Console would not start when using new keys.

classic Classic list List threaded Threaded
5 messages Options
Reply | Threaded
Open this post in threaded view
|

Console would not start when using new keys.

elutfallah
I spent a day going over the production doc over and over thinking I missed some crucial step, regenerating and encrypting keys thinking I made a typo, pouring over logs, doing fresh installs of a full glu env on fresh VMs, digging into zookeeper data by hand, and pulling out my hair.

In the end, I managed to figure out that there was one file keeping my console from starting.

console-server/keys/console.secretkeystore

Removing it fixed the issue. Is that expected? If so, should that be documented in the production doc for people changing their keys? Is there a way to migrate that file using the new keys, or will people need to recreate any encryption keys they made in the console by hand?

Thanks,

Eli
Reply | Threaded
Open this post in threaded view
|

Re: Console would not start when using new keys.

elutfallah
The other issue I was running into at the same time is that the agents were holding on to their old passwords even when restarted. I ran into this same issue when changing the hostname of an agent.
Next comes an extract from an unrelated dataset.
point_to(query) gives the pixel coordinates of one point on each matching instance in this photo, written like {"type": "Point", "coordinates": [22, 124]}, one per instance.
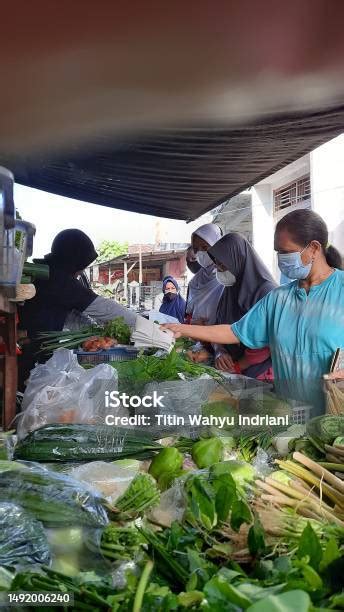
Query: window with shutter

I had to remove the agent.properties and let the agent regenerate the file - I suppose I could have edited the file as well. Regeneration was easier.
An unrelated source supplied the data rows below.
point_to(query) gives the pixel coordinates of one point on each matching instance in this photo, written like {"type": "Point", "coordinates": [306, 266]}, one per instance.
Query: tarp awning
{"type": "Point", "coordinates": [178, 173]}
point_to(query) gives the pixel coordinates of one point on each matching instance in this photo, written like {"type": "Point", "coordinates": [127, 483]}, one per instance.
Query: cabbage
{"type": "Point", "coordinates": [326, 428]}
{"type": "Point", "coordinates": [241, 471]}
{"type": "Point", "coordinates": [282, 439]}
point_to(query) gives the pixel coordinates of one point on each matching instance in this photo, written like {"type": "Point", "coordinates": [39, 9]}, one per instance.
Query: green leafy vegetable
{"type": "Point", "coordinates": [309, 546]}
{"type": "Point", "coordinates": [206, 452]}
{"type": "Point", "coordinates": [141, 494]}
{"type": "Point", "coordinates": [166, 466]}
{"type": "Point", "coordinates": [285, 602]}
./bin/agent-server.sh stop
rm agent-server/data/config/agent.properties
./bin/agent-server.sh start

Is there a way to tell the agent to regenerate its properties without having to log on to the boxes? Does the API support that? Of course, you'd need to be able to connect to the agent to use the API, so you'd have to have an agent-cli configured with the old keys to tell the agents to switch to the new keys.
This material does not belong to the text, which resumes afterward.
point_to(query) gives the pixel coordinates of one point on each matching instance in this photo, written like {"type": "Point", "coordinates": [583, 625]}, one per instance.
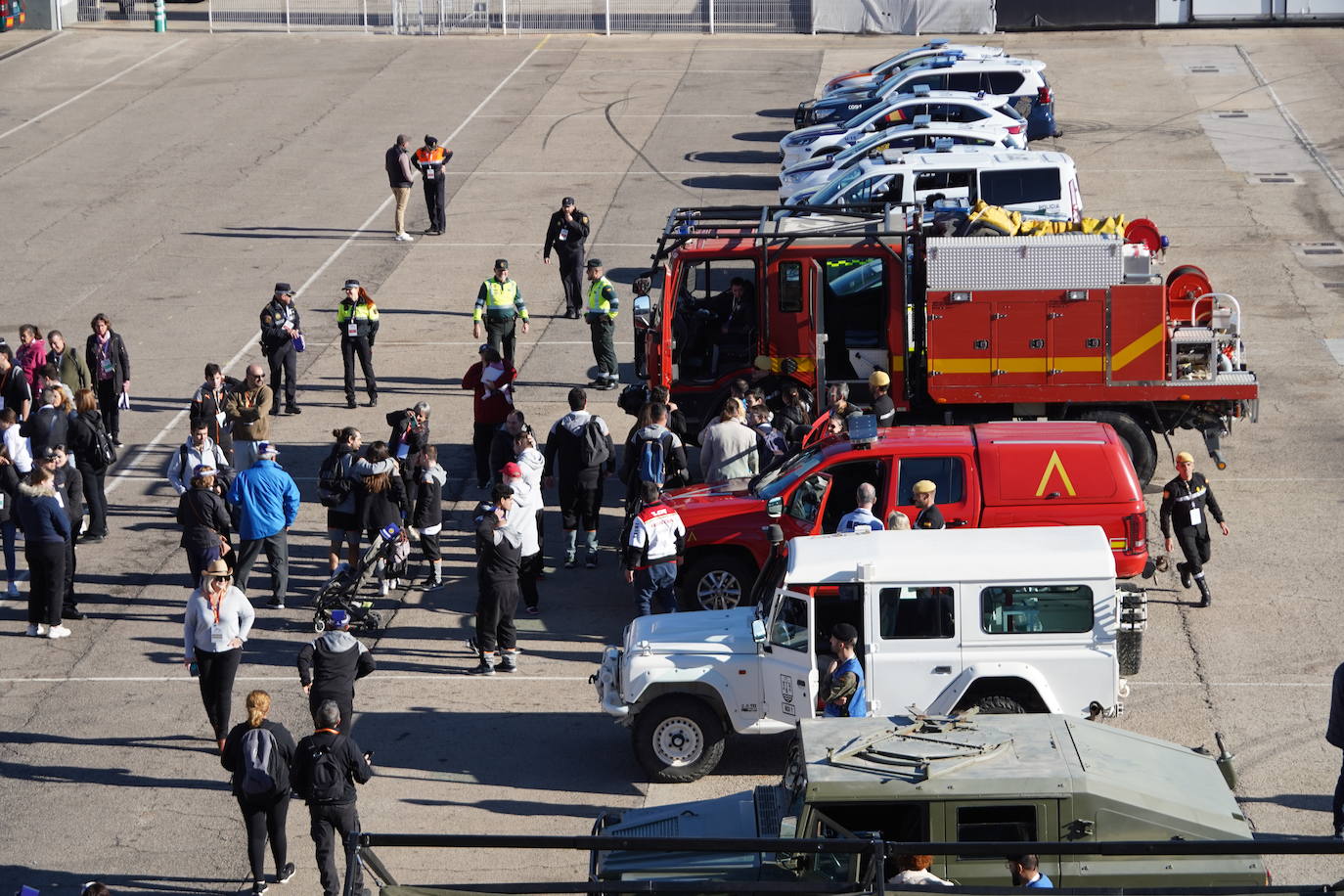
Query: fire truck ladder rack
{"type": "Point", "coordinates": [781, 225]}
Anyway, I would add the above to the production docs. If you have never started the agent before, the doc is fine. If you are changing keys for a fabric you already have running, this is an essential step.

Thanks,

Eli
Reply | Threaded
Open this post in threaded view
|

Re: Console would not start when using new keys.

frenchyan
Administrator
The issue with the agent is clearly a bug. The purpose of the file data/config/agent.properties is to serve as a "cache" so that if you provide a value once (ex: you start the agent by giving an explicit fabric: -f foo) it is remembered when you start the agent again without providing it. Clearly if you provide it, it should pick it first. I create a ticket for this: http://glu.977617.n3.nabble.com/Console-would-not-start-when-using-new-keys-td3380251.html

In regards to the console it sounds like a bug as well. Can you describe a little more what you did exactly and what you mean by: "the console did not start". Are you getting an exception?

Thanks
Yan
Reply | Threaded
Open this post in threaded view
|

Re: Console would not start when using new keys.

elutfallah
With the agent, I saw the same thing when changing the hostname. The hostname of the server changed, and the properties file still used the old hostname. I had to change it there (actually I deleted the file) after the hostname change to get the agent to work properly.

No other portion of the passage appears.